Navigation with Large Language Models: Abstract & Introduction

This is paper is available on arxiv under CC 4.0 DEED license.

Authors:

(1) Dhruv Shah, UC Berkeley and he contributed equally;

(2) Michael Equi, UC Berkeley and he contributed equally;

(3) Blazej Osinski, University of Warsaw;

(4) Fei Xia, Google DeepMind;

(5) Brian Ichter, Google DeepMind;

(6) Sergey Levine, UC Berkeley and Google DeepMind.

Table of Links

Abstract

Navigation in unfamiliar environments presents a major challenge for robots: while mapping and planning techniques can be used to build up a representation of the world, quickly discovering a path to a desired goal in unfamiliar settings with such methods often requires lengthy mapping and exploration. Humans can rapidly navigate new environments, particularly indoor environments that are laid out logically, by leveraging semantics — e.g., a kitchen often adjoins a living room, an exit sign indicates the way out, and so forth. Language models can provide robots with such knowledge, but directly using language models to instruct a robot how to reach some destination can also be impractical: while language models might produce a narrative about how to reach some goal, because they are not grounded in real-world observations, this narrative might be arbitrarily wrong. Therefore, in this paper we study how the “semantic guesswork” produced by language models can be utilized as a guiding heuristic for planning algorithms. Our method, Language Frontier Guide (LFG), uses the language model to bias exploration of novel real world environments by incorporating the semantic knowledge stored in language models as a search heuristic for planning with either topological or metric maps. We evaluate LFG in challenging real-world environments and simulated benchmarks, outperforming uninformed exploration and other ways of using language models.

Keywords: navigation, language models, planning, semantic scene understanding

1 Introduction

Navigation in complex open-world environments is conventionally viewed as the largely geometric problem of determining collision-free paths that traverse the environment from one location to another. However, real-world environments possess semantics. Imagine navigating an airport to get to a terminal: your prior knowledge about the way such buildings are constructed provides extensive guidance, even if this particular airport is unfamiliar to you. Large language models (LLMs) and various language embedding techniques have been studied extensively as ways to interpret the semantics in user-specified instructions (e.g., parsing “go to the television in the living room” and grounding it in a specific spatial location), but such models can provide much more assistance in robotic navigation scenarios by capturing rich semantic knowledge about the world. For instance, when looking for a spoon in an unseen house, the LLM can produce a “narrative” explaining why going towards a dishwasher may eventually lead you to find the spoon, and that the robot should prioritize that direction. This is similar to how a person might imagine different ways that the available subgoals might lie on the path to the goal, and start exploring the one for which this ”narrative” seems most realistic. However, since language models are not grounded in the real world, such models do not know the spatial layout of the robot’s surroundings (e.g., there is a couch that the robot needs to circumnavigate). To utilize the semantic knowledge in language models to aid in embodied tasks, we should not just blindly follow the language model suggestions, but instead use them as proposals or navigational heuristics. In this paper, we study how that might be accomplished.

We study this idea in the context of visual navigation, where a robot is tasked with reaching a goal denoted by a natural language query q (see Fig. 1) in a novel environment using visual observations. The robot has no prior experience in the target environment, and must explore the environment to look for the goal. While narratives generated by an LLM may not be sufficient for navigation by themselves, they contain useful cues that can be used to inform or guide the behavior of the underlying navigation stack for the language navigation task (e.g., by choosing between collision free subgoal proposals that avoid the couch and lead to the ice tray). We show that this idea can be combined with frontier-based exploration, where the robot maintains a set of unvisited locations at its frontier, grounds them in text using a vision-language model (VLM), and scores the unvisited subgoals by using LLM reasoning.

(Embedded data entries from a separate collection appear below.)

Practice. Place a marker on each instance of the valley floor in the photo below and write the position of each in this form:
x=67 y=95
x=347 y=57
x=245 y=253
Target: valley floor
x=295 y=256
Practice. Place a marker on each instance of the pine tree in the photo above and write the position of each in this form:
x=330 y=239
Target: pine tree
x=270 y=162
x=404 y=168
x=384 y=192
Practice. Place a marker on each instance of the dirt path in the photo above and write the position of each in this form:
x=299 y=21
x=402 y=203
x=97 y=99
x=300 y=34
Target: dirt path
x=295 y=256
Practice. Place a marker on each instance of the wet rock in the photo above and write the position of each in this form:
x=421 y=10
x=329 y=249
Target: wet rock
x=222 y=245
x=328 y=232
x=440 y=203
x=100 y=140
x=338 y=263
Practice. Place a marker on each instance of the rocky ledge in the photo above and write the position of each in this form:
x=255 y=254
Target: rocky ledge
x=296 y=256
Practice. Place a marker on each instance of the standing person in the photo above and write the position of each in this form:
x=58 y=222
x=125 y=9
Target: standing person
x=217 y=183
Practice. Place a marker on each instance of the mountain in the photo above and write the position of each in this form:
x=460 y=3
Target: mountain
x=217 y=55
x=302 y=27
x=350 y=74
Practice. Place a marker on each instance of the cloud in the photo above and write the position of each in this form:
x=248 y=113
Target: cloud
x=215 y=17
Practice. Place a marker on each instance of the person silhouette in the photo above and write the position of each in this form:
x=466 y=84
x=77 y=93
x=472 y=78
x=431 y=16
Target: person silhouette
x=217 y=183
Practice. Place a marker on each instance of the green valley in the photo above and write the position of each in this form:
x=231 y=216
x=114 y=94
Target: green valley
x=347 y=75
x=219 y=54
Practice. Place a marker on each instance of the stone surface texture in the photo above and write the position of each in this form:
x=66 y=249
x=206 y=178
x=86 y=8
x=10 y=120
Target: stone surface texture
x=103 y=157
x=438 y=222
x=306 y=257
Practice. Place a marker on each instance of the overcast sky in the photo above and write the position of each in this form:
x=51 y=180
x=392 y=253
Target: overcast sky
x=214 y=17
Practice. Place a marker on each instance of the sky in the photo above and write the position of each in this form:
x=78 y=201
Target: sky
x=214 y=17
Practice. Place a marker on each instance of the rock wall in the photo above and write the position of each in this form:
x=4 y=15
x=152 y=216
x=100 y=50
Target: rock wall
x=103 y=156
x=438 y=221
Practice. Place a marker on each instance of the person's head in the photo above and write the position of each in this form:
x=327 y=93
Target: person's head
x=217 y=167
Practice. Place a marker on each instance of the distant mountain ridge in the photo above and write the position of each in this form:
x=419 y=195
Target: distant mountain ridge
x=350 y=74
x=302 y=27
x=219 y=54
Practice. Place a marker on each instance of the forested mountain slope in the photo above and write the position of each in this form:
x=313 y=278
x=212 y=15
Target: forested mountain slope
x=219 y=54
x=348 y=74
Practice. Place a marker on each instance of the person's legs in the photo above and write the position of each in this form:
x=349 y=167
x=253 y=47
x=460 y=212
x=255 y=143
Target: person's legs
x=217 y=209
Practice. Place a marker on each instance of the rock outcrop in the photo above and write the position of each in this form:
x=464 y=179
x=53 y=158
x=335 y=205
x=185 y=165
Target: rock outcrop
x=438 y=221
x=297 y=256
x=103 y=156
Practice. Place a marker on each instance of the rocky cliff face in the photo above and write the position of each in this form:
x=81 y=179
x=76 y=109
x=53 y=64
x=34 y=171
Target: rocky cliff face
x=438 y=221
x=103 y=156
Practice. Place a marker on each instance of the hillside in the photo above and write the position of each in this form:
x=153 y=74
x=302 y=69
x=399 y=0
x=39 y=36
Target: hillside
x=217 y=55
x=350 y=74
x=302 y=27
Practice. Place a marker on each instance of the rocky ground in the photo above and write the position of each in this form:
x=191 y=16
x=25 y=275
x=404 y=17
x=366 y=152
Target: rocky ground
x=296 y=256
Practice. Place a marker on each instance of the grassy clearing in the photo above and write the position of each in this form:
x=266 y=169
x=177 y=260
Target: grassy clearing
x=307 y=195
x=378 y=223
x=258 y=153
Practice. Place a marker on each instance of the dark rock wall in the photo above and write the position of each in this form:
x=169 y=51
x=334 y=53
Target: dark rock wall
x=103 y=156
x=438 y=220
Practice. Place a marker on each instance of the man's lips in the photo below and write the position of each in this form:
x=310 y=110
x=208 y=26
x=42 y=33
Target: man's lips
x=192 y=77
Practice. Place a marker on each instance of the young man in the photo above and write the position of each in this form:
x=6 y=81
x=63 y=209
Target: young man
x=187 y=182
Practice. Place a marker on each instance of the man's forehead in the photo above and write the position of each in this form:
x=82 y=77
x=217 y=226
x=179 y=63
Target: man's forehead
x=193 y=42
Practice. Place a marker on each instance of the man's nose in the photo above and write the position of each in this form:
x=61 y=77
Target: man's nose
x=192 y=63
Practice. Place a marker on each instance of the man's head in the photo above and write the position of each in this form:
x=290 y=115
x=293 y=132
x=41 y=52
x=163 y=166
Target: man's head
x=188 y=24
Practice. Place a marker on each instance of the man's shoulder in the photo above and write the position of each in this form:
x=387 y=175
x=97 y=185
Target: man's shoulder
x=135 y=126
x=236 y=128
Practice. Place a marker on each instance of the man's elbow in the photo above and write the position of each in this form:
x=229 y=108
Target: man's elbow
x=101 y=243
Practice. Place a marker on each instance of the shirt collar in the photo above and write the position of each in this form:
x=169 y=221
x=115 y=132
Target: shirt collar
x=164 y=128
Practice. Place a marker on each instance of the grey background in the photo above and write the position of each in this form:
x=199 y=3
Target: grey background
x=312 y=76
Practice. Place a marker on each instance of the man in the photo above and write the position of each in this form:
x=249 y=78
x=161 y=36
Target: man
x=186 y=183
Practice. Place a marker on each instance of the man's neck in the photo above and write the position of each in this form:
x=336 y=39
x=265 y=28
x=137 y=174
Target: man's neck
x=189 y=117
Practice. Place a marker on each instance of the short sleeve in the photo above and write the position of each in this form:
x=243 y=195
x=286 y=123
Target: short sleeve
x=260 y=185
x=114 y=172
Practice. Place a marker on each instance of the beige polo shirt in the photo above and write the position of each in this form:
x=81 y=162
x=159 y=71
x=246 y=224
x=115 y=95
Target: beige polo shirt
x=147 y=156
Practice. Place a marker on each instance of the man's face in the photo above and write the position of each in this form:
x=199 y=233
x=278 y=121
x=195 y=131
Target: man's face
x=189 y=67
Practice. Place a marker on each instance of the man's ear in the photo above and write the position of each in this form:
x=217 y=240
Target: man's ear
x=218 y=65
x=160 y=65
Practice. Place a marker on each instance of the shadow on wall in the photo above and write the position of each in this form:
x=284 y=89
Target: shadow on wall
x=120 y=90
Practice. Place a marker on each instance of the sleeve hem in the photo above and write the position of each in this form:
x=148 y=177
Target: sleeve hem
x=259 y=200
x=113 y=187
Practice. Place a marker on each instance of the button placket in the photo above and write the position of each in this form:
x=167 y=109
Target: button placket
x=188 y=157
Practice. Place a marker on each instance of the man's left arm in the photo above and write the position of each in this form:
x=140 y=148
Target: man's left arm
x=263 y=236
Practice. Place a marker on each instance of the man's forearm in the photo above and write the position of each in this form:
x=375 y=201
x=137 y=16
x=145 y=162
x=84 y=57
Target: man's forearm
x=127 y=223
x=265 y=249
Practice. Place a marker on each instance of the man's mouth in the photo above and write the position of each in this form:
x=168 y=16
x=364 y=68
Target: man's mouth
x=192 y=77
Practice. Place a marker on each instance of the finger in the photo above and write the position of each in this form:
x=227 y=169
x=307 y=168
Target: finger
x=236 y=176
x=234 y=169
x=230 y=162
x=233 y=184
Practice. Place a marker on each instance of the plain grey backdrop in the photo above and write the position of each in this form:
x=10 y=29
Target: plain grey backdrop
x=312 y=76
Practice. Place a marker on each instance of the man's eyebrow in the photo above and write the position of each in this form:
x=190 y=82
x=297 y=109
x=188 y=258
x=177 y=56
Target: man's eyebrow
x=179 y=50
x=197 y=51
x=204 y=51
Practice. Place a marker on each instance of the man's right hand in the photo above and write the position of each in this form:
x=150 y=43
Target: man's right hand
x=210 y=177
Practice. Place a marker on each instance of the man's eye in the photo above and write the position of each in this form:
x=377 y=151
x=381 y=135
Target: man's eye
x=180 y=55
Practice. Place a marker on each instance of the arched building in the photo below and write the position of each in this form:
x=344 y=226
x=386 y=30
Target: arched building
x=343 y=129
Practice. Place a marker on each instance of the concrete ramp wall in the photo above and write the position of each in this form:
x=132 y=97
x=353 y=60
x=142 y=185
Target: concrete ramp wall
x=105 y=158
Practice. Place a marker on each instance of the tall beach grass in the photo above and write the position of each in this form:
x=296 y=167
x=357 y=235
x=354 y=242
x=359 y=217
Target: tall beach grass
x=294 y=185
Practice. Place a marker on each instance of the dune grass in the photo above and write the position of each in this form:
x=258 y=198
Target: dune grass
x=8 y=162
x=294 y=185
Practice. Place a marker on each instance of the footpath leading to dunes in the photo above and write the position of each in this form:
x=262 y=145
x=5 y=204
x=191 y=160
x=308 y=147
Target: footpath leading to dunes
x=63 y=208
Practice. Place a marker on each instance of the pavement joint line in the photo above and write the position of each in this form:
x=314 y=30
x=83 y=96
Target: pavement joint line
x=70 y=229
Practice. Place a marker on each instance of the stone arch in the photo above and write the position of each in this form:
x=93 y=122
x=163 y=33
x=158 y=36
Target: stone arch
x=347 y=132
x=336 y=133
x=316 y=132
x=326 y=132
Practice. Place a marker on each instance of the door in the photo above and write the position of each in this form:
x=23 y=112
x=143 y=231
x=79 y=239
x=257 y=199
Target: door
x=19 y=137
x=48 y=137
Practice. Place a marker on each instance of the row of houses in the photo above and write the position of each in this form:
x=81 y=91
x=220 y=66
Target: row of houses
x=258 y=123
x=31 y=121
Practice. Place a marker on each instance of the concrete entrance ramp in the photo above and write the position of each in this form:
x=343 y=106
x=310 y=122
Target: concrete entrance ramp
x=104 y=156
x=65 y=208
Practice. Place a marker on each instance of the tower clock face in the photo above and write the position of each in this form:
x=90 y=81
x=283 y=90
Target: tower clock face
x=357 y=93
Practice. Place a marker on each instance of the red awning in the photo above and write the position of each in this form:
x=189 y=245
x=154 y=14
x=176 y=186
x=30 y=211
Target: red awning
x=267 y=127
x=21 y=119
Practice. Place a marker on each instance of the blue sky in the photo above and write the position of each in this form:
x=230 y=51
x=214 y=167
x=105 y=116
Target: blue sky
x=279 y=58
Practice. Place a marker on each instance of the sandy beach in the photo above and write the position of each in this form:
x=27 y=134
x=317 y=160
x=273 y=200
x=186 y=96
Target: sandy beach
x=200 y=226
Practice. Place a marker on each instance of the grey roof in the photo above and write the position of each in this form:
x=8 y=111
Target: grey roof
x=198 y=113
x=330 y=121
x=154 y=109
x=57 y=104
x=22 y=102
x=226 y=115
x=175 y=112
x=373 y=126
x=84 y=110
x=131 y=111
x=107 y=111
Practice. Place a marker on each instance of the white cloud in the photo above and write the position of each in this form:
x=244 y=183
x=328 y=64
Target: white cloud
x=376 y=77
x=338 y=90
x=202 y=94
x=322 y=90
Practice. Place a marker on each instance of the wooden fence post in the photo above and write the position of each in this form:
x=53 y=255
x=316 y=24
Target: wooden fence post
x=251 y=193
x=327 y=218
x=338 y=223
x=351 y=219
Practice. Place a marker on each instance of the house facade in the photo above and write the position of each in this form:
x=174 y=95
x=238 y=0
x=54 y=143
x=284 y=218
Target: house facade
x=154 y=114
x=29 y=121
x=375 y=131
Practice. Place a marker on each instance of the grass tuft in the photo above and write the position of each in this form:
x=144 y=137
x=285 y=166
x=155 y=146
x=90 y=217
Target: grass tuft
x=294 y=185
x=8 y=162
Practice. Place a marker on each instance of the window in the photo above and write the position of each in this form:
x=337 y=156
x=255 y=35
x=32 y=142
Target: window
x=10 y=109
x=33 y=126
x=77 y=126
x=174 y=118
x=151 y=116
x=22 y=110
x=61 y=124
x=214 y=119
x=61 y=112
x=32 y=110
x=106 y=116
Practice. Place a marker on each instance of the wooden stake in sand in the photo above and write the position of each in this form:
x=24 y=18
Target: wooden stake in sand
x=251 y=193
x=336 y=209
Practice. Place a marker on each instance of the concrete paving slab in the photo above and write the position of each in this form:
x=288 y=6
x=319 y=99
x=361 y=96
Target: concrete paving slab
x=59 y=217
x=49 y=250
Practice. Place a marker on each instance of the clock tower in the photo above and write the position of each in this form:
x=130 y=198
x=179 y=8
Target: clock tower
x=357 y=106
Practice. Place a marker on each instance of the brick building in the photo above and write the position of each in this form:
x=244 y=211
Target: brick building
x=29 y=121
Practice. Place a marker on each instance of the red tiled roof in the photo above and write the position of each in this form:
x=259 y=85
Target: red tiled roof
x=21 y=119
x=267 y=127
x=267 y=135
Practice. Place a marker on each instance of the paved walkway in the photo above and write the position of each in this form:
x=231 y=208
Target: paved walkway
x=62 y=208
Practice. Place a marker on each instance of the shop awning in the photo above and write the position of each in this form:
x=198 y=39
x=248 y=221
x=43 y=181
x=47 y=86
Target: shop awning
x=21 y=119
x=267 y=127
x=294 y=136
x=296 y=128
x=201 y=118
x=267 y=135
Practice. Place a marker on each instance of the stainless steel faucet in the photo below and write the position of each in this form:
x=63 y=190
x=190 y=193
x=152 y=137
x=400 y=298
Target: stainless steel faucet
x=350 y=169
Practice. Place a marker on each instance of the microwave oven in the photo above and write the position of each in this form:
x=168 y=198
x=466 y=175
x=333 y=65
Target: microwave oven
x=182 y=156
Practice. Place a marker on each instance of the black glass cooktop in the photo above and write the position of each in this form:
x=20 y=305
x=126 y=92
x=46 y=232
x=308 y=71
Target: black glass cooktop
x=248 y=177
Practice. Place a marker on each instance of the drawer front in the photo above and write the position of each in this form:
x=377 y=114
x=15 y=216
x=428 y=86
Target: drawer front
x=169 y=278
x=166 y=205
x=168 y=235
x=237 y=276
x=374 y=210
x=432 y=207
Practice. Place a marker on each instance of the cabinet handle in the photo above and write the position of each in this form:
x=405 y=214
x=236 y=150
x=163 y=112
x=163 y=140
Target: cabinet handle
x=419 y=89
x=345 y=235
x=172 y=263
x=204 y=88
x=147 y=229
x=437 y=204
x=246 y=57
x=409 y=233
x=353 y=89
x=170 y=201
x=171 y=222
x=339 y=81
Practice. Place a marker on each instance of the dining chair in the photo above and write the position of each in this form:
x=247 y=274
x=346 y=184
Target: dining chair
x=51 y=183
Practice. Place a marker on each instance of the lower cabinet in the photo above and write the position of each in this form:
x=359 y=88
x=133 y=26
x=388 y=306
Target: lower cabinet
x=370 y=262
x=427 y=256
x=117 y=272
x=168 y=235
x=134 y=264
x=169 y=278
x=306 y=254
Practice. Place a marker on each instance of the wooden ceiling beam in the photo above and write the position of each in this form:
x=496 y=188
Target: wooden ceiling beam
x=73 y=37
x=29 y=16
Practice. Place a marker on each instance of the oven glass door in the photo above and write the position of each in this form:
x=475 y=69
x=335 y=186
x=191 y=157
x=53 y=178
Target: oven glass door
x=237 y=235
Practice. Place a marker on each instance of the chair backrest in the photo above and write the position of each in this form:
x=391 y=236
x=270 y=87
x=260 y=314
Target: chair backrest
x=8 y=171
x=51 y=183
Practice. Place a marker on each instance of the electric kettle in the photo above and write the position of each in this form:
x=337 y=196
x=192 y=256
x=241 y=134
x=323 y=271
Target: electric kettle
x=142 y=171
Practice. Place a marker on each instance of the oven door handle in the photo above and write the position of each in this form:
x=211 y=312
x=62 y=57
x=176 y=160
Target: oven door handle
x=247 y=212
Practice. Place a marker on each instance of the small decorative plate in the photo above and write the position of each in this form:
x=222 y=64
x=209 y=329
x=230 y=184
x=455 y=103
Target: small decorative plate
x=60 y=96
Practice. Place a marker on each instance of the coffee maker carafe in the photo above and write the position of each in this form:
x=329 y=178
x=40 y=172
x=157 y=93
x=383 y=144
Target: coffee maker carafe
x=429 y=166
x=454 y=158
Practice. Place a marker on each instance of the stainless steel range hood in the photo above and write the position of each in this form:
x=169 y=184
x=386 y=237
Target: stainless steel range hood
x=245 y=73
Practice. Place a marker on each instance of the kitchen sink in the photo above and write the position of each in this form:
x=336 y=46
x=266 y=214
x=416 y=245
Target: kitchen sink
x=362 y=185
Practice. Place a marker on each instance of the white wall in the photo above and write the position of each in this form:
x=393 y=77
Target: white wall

We propose Language Frontier Guide, or LFG, a method for leveraging the reasoning capabilities of LLMs to produce a search heuristic for guiding exploration of previously unseen real-world environments, combining the strengths of search-based planning with LLM reasoning. LFG is agnostic of the memory representation and planning framework, and can be combined with both (i) a geometric navigation pipeline, building a metric map of the environment for planning and using a hand-designed controller, as well as (ii) a learning-based navigation pipeline, building a topological map for planning and using a learned control policy, yielding a versatile system for navigating to open-vocabulary natural language goals. Our experiments show that LFG can identify and predict simple patterns in previously unseen environments to accelerate goal-directed exploration. We show that LFG outperforms other LLM-based approaches for semantic goal finding in challenging real-world environments and on the Habitat ObjectNav benchmark.